Moreover, seems it’s necessary to have root privilege (unfortunately I haven’t) to have Rtools installed in order to be able to make docxtractr work… may I have your opinion?

Thank You!

Not exactly sure what you mean by installed by both R and RStudio. Typically you should only have one R installation with one library. You could try and check your version’s library with this comand:
.libPaths()

The error messages hint that you do not have the relevant package docxtractr installed.

And you will have to install RServe in the latest version. One thing I had success wit recently is described here:

After you have done that you could tell RStudio to find the Rtools necessary to compile new packages

devtools::find_rtools()

To repeat that step by step:

  1. install the latest stable version of Rtools to the directory c:\Rtools (no fancy path please) and Devtools
  2. set the environments of the path to RTools accoring to this entry
  3. set the PATH to RTools in the “.Renviron” file by typing:

usethis::edit_r_environ()

this should open the “.Renviron” file (yes with a dot at the beginning). There you should be able to enter the necessary PATH

PATH=“C:\Rtools\bin;${PATH}”

  1. run the selection of the path

image

  1. tell RStudio to find RTools

devtools::find_rtools()

this should tell you that RTools is now active and you can use that. Now you can try to install RServe in the latest version again. Like this

install.packages(“Rserve”, “http://rforge.net/”, type = “source”, INSTALL_opts = “–no-multiarch”))

This:

install.packages(‘Rserve’,“http://rforge.net/",type="source

Or this (after you downloaded the .tar file and put it in the path.
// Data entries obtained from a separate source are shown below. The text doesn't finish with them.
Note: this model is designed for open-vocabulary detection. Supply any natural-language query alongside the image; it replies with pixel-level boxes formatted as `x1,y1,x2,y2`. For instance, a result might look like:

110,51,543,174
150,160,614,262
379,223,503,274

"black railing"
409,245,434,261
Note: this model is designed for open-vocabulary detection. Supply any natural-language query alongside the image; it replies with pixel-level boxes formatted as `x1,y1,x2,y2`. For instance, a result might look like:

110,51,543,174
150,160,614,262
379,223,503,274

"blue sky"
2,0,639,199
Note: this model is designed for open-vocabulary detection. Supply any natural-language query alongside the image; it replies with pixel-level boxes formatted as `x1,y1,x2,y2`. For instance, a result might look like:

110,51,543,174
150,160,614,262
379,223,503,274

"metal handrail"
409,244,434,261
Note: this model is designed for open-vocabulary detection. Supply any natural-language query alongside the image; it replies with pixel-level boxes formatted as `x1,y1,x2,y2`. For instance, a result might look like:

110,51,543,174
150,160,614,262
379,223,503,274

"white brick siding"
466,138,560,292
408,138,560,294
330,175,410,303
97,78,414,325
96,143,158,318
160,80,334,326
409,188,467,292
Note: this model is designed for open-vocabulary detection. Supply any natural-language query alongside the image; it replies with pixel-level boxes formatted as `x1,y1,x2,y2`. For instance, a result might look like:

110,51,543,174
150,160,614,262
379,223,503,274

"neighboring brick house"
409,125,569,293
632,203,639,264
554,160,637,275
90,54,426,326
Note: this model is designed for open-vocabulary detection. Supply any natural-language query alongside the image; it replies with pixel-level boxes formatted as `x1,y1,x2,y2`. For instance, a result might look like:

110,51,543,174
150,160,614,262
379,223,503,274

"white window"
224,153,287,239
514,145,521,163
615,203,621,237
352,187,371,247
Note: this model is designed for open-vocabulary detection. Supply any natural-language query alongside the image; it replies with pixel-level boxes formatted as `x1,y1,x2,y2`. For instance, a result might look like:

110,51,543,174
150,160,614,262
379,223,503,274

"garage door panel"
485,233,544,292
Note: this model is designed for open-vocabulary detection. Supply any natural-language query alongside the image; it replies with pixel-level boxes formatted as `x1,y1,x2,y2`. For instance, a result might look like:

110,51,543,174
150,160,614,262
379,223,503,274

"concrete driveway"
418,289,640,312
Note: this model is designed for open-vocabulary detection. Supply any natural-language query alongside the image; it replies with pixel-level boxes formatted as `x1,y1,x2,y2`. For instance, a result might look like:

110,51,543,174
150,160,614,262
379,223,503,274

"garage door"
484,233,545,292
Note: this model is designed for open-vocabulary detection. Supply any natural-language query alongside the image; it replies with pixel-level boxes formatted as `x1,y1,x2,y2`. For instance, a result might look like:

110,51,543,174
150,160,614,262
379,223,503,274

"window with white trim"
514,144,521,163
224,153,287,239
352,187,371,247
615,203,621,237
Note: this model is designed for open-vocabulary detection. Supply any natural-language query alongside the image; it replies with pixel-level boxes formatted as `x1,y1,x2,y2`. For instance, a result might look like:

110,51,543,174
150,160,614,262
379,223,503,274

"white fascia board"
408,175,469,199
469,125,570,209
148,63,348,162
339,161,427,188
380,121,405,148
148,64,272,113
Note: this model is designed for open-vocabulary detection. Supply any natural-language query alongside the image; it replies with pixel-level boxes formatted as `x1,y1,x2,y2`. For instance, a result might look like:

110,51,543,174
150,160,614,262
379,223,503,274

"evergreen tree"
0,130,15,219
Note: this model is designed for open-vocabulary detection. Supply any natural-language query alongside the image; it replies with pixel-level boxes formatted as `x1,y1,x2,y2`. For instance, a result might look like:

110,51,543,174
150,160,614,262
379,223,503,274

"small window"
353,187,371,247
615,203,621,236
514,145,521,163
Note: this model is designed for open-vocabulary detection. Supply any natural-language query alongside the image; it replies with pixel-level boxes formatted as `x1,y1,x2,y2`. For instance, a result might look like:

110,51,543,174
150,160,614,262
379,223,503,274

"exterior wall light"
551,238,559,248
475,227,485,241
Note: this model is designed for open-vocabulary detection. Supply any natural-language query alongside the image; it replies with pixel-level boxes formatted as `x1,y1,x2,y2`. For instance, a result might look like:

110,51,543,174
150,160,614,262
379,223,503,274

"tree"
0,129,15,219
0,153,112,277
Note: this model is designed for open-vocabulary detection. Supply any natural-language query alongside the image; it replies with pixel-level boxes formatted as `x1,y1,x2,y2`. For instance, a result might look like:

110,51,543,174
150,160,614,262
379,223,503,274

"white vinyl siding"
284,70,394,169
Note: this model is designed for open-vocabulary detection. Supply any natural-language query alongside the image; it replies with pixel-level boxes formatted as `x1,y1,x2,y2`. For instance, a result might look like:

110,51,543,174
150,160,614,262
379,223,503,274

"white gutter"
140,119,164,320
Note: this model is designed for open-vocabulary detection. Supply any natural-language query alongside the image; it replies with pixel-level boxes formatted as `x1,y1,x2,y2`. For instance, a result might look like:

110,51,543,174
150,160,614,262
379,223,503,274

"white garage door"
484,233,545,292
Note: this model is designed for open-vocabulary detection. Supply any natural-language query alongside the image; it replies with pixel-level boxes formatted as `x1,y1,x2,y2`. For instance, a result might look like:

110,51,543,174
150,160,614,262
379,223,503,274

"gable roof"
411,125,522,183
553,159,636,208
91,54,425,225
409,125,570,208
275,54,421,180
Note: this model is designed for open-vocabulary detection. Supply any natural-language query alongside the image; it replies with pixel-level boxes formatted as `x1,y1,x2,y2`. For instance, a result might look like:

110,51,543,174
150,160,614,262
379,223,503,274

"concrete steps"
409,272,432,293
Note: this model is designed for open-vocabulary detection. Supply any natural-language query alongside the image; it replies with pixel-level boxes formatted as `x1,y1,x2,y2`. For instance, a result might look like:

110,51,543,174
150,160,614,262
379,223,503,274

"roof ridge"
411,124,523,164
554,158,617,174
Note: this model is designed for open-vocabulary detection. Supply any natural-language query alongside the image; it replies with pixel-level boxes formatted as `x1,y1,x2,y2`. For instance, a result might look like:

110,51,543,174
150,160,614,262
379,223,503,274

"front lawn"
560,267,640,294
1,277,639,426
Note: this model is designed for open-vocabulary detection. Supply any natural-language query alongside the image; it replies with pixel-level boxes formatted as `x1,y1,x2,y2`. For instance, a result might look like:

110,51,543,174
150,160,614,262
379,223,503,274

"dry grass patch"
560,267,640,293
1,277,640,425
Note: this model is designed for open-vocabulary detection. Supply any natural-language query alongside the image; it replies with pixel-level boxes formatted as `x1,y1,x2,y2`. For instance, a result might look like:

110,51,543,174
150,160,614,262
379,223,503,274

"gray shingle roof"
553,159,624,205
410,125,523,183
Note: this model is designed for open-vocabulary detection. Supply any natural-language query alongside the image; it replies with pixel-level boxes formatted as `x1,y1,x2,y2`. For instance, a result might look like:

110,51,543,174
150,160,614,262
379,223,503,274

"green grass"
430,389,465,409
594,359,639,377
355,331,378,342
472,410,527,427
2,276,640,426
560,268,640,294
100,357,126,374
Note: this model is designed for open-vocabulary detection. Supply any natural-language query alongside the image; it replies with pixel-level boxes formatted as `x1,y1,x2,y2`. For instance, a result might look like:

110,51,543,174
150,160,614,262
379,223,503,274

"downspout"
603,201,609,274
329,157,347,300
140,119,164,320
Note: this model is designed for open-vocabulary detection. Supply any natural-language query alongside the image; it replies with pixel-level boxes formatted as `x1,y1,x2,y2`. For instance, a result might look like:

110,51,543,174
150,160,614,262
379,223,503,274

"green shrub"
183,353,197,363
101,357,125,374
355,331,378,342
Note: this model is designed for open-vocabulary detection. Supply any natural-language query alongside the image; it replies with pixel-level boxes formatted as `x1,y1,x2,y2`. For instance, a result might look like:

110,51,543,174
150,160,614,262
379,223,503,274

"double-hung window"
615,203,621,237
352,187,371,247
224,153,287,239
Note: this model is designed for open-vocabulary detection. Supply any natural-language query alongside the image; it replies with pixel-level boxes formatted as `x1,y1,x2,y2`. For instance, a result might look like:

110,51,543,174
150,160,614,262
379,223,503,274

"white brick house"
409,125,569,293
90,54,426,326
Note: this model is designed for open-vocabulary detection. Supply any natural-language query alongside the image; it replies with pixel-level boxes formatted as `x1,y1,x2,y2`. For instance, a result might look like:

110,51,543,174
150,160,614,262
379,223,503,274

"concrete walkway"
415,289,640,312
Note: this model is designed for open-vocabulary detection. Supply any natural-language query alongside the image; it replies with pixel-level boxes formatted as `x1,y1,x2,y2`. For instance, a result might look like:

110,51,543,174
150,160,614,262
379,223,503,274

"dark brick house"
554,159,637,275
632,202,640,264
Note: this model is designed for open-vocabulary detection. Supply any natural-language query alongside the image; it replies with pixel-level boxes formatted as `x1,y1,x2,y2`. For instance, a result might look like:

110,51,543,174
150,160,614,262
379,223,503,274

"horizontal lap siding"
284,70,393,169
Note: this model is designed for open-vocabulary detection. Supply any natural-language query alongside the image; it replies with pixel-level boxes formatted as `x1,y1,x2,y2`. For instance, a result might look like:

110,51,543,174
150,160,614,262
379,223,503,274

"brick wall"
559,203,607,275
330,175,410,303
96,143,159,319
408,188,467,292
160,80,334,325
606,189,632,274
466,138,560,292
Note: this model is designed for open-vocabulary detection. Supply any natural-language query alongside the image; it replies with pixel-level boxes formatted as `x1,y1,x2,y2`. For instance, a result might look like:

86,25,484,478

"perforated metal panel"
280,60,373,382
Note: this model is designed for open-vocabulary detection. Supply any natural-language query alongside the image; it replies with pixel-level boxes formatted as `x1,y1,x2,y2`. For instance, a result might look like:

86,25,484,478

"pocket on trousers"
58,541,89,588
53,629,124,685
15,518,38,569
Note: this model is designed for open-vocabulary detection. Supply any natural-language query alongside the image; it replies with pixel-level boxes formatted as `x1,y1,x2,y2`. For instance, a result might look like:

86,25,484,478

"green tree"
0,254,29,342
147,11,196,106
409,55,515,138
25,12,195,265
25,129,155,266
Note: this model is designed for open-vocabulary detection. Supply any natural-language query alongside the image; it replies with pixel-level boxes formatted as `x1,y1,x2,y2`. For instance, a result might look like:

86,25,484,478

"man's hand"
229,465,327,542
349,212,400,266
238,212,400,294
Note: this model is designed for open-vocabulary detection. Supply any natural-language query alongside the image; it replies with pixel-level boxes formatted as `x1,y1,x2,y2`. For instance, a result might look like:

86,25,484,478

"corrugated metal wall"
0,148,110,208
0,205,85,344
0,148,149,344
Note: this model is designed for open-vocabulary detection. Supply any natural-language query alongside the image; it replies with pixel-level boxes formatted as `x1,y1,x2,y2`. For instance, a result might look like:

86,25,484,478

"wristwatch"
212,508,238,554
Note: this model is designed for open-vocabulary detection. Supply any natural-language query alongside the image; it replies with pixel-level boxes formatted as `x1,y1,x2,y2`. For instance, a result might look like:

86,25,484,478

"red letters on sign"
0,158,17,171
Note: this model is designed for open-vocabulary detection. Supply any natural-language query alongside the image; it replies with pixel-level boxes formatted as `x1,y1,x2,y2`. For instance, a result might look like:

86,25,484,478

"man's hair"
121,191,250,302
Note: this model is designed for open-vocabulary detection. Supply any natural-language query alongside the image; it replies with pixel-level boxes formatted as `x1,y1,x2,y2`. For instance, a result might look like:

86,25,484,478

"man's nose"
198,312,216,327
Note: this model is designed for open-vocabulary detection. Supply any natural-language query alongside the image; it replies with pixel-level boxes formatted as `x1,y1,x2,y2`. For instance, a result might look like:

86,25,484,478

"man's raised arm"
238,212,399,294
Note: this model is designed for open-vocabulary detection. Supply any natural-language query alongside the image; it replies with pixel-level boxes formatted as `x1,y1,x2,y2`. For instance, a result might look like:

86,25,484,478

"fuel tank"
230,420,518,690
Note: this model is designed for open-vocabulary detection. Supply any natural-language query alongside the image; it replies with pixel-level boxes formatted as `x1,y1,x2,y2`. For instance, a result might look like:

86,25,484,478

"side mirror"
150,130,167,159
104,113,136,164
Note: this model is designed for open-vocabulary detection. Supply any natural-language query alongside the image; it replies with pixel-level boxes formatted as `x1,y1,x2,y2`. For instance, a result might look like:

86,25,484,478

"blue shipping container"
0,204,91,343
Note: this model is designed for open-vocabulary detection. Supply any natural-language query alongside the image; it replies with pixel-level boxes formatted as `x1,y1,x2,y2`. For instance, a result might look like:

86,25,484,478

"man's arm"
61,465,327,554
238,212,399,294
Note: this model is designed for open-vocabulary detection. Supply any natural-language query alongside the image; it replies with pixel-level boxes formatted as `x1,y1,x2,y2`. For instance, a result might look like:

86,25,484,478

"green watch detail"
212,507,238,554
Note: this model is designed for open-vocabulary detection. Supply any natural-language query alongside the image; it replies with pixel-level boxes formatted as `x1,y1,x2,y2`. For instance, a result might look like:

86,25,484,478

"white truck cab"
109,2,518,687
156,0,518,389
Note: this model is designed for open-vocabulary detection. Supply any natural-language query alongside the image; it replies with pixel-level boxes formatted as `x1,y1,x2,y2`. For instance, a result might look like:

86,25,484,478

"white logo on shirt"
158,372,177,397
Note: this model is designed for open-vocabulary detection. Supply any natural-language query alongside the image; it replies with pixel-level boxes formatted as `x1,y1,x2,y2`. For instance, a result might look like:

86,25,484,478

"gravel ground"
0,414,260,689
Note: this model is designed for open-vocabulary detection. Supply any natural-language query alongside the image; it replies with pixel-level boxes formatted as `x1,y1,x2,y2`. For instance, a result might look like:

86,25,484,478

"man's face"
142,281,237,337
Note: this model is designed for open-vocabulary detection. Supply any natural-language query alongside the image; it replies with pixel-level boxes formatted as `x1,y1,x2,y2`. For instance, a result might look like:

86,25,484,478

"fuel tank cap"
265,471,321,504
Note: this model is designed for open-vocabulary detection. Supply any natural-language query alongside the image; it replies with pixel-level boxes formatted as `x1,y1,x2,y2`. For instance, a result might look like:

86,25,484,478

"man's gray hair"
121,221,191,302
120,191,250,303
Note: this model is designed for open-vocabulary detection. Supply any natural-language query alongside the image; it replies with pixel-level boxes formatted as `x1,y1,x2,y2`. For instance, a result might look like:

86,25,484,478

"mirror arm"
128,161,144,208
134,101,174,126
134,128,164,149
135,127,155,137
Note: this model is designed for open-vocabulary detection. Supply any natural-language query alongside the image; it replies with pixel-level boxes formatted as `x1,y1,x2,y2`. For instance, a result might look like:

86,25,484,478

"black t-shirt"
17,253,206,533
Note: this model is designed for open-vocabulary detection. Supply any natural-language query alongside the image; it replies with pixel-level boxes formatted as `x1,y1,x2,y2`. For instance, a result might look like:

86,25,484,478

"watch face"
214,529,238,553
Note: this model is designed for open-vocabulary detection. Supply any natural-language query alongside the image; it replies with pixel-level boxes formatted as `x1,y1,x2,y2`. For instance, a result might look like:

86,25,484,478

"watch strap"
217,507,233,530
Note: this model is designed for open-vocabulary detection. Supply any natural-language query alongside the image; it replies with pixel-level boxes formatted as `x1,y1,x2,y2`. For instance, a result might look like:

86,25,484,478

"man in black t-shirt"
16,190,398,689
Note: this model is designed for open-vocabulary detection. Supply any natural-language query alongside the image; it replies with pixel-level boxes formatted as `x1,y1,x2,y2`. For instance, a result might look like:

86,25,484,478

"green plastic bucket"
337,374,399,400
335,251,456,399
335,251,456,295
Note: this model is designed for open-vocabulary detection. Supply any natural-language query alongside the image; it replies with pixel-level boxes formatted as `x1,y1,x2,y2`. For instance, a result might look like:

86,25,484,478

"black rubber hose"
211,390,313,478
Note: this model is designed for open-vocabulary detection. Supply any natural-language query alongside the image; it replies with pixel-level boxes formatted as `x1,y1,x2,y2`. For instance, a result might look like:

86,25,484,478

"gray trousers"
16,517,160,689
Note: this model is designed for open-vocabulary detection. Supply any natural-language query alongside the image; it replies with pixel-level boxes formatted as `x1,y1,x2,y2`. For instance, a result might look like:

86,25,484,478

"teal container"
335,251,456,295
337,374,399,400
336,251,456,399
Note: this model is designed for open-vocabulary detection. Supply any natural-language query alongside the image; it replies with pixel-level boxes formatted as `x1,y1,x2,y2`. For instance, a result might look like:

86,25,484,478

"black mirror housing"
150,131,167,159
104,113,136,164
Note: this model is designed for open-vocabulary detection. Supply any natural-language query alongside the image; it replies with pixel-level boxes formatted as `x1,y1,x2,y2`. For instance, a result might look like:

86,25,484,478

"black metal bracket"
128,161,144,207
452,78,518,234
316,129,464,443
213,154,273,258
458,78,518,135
You have to change the path accoring to your local machine):

install.packages(‘~/Downloads/Rserve_1.8-6.tar’, repos = NULL, type=“source”)

1 Like

Good evening Mlauber,

this are the versions of the libraries in R & RStudio

R

.libPaths()
[1] “C:/Users/10487/Documents/R/win-library/3.6” “C:/Program Files/R/R-3.6.0/library”

RStudio

.libPaths()
[1] “C:/Users/10487/Documents/R/win-library/3.6”
[2] “C:/Program Files/R/R-3.6.1/library”

this is weird… I installed docxtractr, and it works splitting tables both in R & RStudio… perhaps it is sufficient to call the library to make it work?

I have a problem with this: my status is “poweruser”, not admin, so by now I cannot install anything in c:\ (a request is pending…)

PS: about Rtools I have also this warning:
package ‘Rtools’ is not available (for R version 3.6.1): have I to downgrade the version?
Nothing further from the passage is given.